In April, two big earthquakes occurred beneath the Indian Ocean, far from the usual danger zones. The quakes triggered 11 aftershocks that measured 5.5 or greater in the six days that followed, including one as big as magnitude seven.
Remote shocks were felt 10,000 to 20,000 kilometres away, halfway round the globe.
"It was jaw-dropping," Dr Thorne Lay, a professor of earth and planetary sciences at the University of California Santa Cruz, said. "It was like nothing we'd ever seen."
Hong Kong has no laws requiring buildings to meet earthquake resistance standards in design and construction.
A public consultation, which began last week, proposes a tailor-made plan be formulated if statutory seismic-resistant building design standards are introduced. It should consider international standards and Hong Kong's geology, topography and construction practices.
The government has released the findings of a previous consultancy study on the safety of the city's structures in the event of a quake. Local structural engineering experts welcomed the move.
Greg Wong Chak-yan, former president of the Institution of Engineers, said he believed many buildings were in dire need of an upgrade.
"In the 1950s, buildings did not need a structural engineer to design and be responsible for the structure," Wong said. "Now we need to move with the times."
In Shenzhen and Macau, buildings had been designed and built to counteract the threat of a quake, he said.
"Requiring that buildings be specially designed here in case of earthquakes is a rational step.
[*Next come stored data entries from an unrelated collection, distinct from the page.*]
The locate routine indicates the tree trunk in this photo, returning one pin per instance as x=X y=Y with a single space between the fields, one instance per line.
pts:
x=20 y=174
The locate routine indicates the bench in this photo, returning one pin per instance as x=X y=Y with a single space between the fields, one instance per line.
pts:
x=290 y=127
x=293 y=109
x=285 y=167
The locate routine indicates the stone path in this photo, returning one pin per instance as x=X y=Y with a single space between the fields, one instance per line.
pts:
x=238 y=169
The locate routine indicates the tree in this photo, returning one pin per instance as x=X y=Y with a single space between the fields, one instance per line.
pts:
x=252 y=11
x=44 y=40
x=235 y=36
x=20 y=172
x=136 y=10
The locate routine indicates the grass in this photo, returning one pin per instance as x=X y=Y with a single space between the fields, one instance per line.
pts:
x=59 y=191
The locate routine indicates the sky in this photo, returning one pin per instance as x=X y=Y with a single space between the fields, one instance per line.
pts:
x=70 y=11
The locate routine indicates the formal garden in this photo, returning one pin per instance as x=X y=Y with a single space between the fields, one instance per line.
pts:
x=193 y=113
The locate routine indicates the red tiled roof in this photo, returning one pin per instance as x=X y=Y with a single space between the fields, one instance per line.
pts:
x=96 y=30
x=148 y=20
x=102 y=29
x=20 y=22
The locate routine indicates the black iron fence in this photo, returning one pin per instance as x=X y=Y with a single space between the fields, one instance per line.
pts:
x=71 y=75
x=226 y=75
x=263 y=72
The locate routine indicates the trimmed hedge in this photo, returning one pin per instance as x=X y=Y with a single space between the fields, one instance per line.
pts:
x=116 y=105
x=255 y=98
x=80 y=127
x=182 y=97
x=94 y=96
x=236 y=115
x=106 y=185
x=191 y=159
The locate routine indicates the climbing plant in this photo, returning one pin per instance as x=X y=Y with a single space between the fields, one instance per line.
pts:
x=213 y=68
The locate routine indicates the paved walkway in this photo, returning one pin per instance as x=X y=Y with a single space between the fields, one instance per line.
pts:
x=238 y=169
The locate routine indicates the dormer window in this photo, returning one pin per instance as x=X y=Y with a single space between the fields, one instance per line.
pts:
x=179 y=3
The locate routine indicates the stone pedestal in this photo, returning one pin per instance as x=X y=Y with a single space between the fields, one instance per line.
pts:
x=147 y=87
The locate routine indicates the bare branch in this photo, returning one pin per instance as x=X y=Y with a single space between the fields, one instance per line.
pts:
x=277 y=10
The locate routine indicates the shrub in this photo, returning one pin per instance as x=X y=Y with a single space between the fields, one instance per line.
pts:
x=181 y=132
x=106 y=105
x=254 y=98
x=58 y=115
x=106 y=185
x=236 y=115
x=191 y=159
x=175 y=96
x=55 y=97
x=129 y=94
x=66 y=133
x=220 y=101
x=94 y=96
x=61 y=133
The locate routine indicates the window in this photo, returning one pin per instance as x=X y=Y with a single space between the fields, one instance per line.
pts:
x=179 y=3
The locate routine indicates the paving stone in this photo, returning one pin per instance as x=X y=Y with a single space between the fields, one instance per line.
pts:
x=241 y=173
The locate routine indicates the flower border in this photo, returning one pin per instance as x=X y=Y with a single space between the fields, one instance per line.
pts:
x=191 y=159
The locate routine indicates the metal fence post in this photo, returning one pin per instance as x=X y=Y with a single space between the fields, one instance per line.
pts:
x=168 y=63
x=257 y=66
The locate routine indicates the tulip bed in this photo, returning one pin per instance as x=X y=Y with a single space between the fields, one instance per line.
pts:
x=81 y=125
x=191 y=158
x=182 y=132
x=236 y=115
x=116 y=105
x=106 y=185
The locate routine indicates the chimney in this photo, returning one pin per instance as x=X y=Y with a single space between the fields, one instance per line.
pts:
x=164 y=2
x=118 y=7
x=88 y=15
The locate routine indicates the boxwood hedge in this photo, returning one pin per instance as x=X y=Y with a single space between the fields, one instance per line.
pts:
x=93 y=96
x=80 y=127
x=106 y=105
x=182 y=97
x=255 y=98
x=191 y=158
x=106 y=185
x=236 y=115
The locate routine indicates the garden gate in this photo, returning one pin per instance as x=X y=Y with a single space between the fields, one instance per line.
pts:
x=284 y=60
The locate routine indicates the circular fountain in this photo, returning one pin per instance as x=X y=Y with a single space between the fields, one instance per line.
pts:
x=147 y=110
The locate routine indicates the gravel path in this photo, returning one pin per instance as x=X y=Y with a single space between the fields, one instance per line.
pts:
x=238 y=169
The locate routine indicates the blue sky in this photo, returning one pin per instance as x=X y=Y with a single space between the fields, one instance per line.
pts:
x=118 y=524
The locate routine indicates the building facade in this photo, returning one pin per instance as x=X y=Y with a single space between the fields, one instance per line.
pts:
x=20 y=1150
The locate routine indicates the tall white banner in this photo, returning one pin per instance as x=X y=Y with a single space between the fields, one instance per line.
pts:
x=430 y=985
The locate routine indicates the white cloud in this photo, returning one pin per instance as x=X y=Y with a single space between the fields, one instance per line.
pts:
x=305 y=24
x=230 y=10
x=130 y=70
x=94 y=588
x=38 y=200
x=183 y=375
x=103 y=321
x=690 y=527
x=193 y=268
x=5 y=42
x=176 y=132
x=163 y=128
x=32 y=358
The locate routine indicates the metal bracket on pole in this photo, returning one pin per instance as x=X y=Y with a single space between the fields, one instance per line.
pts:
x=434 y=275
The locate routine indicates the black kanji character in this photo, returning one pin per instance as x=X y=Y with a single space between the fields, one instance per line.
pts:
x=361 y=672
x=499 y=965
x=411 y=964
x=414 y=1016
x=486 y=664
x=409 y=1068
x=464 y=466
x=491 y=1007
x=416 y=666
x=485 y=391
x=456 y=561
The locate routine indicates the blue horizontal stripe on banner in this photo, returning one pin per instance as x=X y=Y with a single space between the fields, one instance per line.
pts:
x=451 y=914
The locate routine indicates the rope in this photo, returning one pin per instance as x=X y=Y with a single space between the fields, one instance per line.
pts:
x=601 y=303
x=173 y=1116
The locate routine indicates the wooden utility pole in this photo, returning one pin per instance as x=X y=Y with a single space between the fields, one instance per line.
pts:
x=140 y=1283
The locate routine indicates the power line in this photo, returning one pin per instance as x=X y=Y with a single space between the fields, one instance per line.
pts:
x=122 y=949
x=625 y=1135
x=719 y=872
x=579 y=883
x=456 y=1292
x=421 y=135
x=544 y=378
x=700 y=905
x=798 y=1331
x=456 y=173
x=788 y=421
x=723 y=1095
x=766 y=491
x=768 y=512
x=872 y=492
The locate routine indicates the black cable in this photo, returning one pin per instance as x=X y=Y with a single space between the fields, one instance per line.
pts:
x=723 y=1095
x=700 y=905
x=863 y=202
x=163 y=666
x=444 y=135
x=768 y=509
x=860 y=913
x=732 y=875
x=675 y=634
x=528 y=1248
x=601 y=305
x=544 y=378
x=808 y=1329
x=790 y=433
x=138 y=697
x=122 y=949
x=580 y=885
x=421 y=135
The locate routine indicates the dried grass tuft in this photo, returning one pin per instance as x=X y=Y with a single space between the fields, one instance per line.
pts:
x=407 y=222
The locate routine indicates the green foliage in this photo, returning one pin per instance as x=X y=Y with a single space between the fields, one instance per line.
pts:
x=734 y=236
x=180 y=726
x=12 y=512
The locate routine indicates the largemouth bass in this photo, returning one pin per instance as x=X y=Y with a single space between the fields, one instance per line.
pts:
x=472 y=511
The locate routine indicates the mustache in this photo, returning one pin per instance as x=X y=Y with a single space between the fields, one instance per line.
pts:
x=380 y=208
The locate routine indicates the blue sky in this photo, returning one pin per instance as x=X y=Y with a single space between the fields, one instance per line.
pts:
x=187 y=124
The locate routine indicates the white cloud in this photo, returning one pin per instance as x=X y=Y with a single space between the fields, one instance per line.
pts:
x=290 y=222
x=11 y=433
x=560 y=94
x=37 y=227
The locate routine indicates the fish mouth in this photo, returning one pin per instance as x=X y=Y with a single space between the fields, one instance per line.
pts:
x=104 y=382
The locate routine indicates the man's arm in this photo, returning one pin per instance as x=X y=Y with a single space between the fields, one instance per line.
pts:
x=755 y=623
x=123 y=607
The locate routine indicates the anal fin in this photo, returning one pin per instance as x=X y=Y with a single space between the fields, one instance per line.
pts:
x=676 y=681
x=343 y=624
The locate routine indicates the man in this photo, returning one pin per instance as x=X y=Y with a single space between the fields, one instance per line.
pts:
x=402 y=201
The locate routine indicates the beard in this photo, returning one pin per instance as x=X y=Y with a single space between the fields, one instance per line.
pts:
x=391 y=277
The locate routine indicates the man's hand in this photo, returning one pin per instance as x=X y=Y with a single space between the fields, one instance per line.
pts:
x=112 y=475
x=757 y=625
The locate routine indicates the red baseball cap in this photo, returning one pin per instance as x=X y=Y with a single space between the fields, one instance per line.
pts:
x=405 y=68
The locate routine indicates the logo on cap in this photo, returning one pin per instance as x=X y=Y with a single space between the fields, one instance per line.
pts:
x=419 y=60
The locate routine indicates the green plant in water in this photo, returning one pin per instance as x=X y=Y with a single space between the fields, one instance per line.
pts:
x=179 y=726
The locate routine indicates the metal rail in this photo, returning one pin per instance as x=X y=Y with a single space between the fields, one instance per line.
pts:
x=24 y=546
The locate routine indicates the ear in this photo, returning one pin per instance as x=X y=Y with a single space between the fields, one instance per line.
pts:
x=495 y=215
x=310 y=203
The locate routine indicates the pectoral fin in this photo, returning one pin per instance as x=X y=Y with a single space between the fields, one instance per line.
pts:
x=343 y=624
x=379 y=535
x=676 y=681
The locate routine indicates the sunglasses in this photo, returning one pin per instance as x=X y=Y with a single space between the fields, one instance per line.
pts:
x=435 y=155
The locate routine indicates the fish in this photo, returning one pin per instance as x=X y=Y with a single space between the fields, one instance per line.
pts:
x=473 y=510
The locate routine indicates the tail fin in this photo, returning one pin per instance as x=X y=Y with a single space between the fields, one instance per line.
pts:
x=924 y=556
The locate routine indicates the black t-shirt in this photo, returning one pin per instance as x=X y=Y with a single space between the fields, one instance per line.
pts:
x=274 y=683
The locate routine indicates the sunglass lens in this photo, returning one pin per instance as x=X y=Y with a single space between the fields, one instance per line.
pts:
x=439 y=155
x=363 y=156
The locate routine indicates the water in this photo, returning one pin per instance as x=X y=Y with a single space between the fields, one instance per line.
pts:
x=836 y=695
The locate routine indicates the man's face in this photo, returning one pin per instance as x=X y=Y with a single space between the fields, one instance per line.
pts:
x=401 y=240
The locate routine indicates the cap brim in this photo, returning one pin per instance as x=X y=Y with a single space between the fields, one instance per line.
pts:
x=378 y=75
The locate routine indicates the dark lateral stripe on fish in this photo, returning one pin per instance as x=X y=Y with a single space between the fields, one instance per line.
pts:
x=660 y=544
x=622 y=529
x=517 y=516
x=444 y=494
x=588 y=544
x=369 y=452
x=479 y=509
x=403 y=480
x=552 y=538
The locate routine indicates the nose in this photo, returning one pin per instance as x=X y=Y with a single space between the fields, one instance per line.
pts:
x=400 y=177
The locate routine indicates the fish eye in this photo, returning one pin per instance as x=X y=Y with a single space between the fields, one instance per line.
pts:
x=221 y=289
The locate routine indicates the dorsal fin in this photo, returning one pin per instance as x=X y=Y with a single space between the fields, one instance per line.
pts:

This region is of moderate seismicity and this [thinking] is in line with [building designs] in cities only kilometres from Hong Kong."
He did not think quake activities had worsened in this region, but warned that frequency was not the point.
"Earthquake risks are now higher because of the greater consequences, and the increased economic damages and injuries that just one would bring," he said.
Lau Chi-kin, chairman of the structural advisory panel for the Hong Kong Institution of Engineers, agreed with Wong's appraisal.
Lau noted that recent minor earthquakes in cities worldwide showed one could never fully eliminate the danger.
"A suitable seismic design provision would certainly enhance performance of our building structures for the coming years," he said.